You've heard it so many times before, it probably seems like a foregone conclusion. Pit bulls are mean. Someone sent you a link to prove it, and they insist that the statistics gathered show without a doubt that the only purpose of pit bulls is to maul, maim, and kill. They want you to believe there can be no other conclusion.

They're wrong. I'd like for you to come with me on an adventure through the twists and turns of fabricated statistics and cowardly community leaders. Let's start right up with the most obvious flaw in the SPBA (Scary Pit Bull Argument).

Pit Bull is not a breed

I mean, that seems like kind of a big deal right off the bat. How exactly do you fear and ban a breed that isn't actually a breed?

"Pit bull" is actually a term used to describe anywhere from 4-30+ breeds. At best, it could be called a breed grouping, at worst, a slang term to describe any dog with a blocky forehead. The four major breeds that get stuck with this label are the American Pit Bull Terrier, American Staffordshire Terrier, American Bully, and Staffordshire Bull Terrier.

Pit bull dogs are one of the very few that have been banned in some places, from local municipalities all the way up to the entire United Kingdom. In most of this legislation, also known as BSL (Breed-specific legislation), those four breeds are listed to describe the pit bull.

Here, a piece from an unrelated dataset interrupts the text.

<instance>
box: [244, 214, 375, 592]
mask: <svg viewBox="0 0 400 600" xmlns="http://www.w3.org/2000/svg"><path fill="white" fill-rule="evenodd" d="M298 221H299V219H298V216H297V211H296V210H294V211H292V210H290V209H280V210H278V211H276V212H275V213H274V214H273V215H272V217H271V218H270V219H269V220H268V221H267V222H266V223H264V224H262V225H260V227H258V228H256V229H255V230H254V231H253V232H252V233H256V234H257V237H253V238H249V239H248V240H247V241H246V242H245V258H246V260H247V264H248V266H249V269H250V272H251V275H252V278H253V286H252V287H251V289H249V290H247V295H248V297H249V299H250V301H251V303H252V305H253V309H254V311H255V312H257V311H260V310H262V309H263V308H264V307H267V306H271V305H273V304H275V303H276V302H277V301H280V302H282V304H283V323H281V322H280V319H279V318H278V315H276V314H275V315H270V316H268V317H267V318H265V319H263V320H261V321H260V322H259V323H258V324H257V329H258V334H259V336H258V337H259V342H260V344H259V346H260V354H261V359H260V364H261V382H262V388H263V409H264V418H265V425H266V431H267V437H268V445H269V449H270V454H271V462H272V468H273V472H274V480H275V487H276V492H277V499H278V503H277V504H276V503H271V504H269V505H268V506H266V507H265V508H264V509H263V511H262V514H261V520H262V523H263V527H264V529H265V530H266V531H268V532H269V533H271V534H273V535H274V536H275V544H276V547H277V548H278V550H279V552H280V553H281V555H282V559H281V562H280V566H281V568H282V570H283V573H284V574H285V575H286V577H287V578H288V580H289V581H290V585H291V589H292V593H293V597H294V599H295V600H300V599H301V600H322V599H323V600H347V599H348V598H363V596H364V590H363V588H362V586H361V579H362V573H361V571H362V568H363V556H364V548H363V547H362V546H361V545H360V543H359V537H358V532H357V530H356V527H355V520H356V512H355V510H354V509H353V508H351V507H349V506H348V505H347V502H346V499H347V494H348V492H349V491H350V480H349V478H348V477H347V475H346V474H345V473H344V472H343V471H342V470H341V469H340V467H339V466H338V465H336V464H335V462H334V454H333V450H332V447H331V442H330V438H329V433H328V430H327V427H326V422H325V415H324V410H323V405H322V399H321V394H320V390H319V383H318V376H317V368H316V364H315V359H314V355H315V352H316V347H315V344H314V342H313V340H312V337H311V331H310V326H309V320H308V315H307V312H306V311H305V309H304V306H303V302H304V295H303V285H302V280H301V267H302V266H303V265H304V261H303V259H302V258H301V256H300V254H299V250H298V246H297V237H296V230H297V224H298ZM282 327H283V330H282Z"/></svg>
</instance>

Knowing this should shed some immediate light on the statistics that have been gathered to show pit bulls as prone to attack. Other dogs are separated and statistics gathered based on their individual breed. Those breeds are then compared to the pit bull, which is multiple breeds. Seem fishy? That's because it is, and there's a whole lot more shady info where that came from.

Where do these stats come from?

When looking at a website like, it may seem like they're providing formal statistics in some sort of official capacity. The reality, however, is that much of it comes from media reports. That's not to say the media is purposefully targeting pit bulls; it's simply an acknowledgment that journalists are not often moonlighting as dog experts.

Most government entities don't list any breed specifics in official reports, so the statistics being cited are essentially coming from these media reports, which themselves are often just a recollection from eyewitnesses. And when someone says something about a pit bull attack, the fear-mongering begins and the headlines go crazy.

In September of 2016, the city of Montreal passed a pit bull ban that has been held up in courts ever since. The problem with this law is that it was a reactionary response to someone fatally attacked by what was described as a pit bull. Yet even as the bill was being passed, it still had not been determined if the dog was even a "pit bull," as it was registered with the Humane Society as a boxer and police said they were awaiting DNA results.

However, to gauge how well people are able to properly identify a dog in Montreal, it's worth noting that just a few weeks later a man had his dog attack his wife. The dog was, of course, labeled a pit bull. After DNA tests were conducted, it was found that the dog was a rottweiler, mastiff, and golden retriever mix.

BSL doesn't work

Here are some real statistics. In 2005, the province of Ontario banned pit bulls, allowing current owners to keep theirs with restrictions but preventing any new pit bull ownership. After 12 years of the ban, a long enough time that all living pit bulls in the province would either be very old or already passed, the number of dog bites has gone up.

The Dangerous Dogs Act of 1991 was passed in the United Kingdom to ban pit bulls and get dog attacks under control.

In the past decade, hospitalizations for dog attacks have gone up 76%.

It seems plausible at this point to assume that pit bulls were not the original problem in these places, and passing a blanket ban on them did nothing but shift focus away from the real issues of dog ownership. None of this is new. There has always been some dog breed that we've blamed for our lack of understanding of dogs. As Cesar Milan once put it: "In the 70s they blamed Dobermans, in the 80s they blamed German Shepherds, in the 90s they blamed Rottweilers. Now they blame the Pit Bull. When will they blame the humans?"

The reality is that these dogs don't just decide to attack for absolutely no reason. They are historically some of the most abused dogs by humans, and the stigma surrounding them only makes their abusers feel more empowered.

The ASPCA, AVMA, CDC, and the Obama administration have all come out against breed-specific legislation in favor of community approaches that root out this abuse and put the focus back on responsible dog ownership.